Le 18 septembre au soir, à Hanoï, le 16e Festival du film documentaire Europe-Vietnam a été officiellement inauguré, poursuivant sa vocation de faire découvrir au public la diversité des regards du cinéma documentaire vietnamien et européen.
Prenant la parole lors de la cérémonie d’ouverture, Ta Quang Dong, vice-ministre vietnamien de la Culture, des Sports et du Tourisme, a souligné qu’au fil des années, le Vietnam était devenu un véritable carrefour pour de nombreux festivals cinématographiques internationaux, contribuant ainsi à façonner un paysage cinématographique à la fois pluriel et propice aux échanges.
Le Festival du film documentaire Europe-Vietnam s’est progressivement imposé dans la vie cinématographique vietnamienne, en rapprochant du public des œuvres documentaires venues du Vietnam et d’Europe, tout en élargissant les possibilités de dialogue et de coopération entre les professionnels du septième art.
Selon le vice-ministre Ta Quang Dong, la portée du Festival ne réside pas uniquement dans l’expérience artistique qu’il propose, mais également dans sa capacité à stimuler le développement du cinéma, secteur majeur des industries culturelles.

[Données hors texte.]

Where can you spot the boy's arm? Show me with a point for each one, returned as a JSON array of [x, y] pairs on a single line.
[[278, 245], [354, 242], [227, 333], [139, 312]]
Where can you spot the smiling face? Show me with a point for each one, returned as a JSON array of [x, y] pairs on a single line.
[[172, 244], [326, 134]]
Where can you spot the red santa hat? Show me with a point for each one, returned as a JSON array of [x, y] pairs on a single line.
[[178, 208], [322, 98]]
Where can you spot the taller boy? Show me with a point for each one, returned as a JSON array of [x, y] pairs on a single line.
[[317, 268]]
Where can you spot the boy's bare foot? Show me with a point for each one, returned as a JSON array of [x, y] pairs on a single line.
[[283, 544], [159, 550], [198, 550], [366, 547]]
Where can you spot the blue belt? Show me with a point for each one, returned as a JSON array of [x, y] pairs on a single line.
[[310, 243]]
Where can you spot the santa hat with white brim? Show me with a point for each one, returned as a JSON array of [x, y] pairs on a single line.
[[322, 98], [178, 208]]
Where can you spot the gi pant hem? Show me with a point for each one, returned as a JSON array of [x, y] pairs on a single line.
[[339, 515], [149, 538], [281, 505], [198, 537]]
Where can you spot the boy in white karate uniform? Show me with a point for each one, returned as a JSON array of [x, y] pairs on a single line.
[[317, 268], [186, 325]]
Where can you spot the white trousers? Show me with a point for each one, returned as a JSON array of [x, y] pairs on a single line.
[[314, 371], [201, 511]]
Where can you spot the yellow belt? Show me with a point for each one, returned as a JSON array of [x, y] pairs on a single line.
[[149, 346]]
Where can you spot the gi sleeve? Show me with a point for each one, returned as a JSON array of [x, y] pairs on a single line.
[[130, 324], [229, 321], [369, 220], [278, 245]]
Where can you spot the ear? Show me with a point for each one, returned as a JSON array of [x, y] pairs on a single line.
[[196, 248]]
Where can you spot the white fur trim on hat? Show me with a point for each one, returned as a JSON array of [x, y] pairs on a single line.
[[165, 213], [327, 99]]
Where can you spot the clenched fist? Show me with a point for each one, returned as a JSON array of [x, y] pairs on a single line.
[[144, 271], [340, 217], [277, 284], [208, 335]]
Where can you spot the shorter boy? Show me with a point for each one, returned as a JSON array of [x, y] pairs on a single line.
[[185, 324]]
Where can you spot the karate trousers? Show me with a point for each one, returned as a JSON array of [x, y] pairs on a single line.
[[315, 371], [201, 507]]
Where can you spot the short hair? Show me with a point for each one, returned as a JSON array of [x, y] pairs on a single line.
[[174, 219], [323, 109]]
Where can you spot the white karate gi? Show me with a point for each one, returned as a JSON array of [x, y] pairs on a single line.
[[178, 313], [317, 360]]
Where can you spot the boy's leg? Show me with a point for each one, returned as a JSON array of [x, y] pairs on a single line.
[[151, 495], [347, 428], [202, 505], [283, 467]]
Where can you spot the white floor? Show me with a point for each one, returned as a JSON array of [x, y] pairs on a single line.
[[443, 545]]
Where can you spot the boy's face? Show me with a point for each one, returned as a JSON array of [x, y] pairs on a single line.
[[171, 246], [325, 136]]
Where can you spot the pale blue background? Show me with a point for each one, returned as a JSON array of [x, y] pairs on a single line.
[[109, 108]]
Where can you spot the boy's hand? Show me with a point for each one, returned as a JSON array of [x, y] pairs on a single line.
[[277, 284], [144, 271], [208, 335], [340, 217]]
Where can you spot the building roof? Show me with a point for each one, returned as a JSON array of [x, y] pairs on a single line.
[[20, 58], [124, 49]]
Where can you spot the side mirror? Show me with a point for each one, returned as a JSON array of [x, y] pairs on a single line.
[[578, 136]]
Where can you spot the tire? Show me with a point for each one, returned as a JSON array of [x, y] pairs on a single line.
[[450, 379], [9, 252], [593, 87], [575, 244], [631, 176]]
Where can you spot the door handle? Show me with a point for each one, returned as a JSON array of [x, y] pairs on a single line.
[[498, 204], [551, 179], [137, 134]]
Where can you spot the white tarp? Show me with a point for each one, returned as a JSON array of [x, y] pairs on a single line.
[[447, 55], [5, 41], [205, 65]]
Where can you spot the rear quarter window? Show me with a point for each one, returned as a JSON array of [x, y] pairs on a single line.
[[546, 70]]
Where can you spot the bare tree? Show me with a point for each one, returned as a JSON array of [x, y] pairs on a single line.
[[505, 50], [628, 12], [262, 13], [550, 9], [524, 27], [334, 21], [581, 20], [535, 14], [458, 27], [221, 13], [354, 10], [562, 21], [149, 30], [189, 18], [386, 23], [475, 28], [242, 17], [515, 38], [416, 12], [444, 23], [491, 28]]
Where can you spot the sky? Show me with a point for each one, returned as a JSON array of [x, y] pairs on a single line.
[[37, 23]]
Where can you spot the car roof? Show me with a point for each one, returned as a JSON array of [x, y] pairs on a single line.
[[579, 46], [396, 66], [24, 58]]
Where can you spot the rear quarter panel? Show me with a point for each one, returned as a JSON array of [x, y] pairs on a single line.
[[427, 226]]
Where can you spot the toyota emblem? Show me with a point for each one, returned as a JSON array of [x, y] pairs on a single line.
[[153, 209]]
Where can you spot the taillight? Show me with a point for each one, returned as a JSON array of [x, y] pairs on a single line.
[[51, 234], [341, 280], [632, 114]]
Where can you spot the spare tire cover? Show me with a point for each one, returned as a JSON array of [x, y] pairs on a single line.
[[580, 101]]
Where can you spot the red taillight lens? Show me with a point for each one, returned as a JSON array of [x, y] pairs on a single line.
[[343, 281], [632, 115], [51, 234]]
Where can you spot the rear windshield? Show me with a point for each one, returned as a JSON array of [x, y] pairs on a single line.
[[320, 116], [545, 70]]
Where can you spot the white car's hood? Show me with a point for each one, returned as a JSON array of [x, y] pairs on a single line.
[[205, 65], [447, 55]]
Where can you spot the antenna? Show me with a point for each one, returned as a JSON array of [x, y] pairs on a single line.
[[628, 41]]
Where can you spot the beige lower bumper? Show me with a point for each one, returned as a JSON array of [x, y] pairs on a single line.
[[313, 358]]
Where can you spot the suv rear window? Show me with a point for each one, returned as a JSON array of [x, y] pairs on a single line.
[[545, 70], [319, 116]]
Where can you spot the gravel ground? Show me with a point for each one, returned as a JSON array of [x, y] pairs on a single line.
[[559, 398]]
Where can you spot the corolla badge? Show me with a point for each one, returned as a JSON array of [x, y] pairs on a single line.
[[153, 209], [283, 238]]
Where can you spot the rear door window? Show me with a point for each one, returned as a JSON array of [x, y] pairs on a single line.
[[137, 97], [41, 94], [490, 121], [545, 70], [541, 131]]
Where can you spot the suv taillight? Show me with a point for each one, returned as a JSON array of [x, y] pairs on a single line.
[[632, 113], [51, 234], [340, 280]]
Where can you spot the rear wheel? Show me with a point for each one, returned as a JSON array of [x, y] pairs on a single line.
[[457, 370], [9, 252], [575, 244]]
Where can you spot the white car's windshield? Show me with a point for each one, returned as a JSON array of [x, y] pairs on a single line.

En présentant des œuvres, en mettant en relation des talents et en encourageant la créativité, le Festival contribue à dynamiser le cinéma vietnamien et à l'orienter vers un développement plus professionnel, créatif et intégré.
Trinh Quang Tung, directeur général adjoint du Studio central des films documentaires et scientifiques du Vietnam, a, pour sa part, affirmé que le Festival du film documentaire Europe-Vietnam constituait un rendez-vous culturel et cinématographique annuel de référence.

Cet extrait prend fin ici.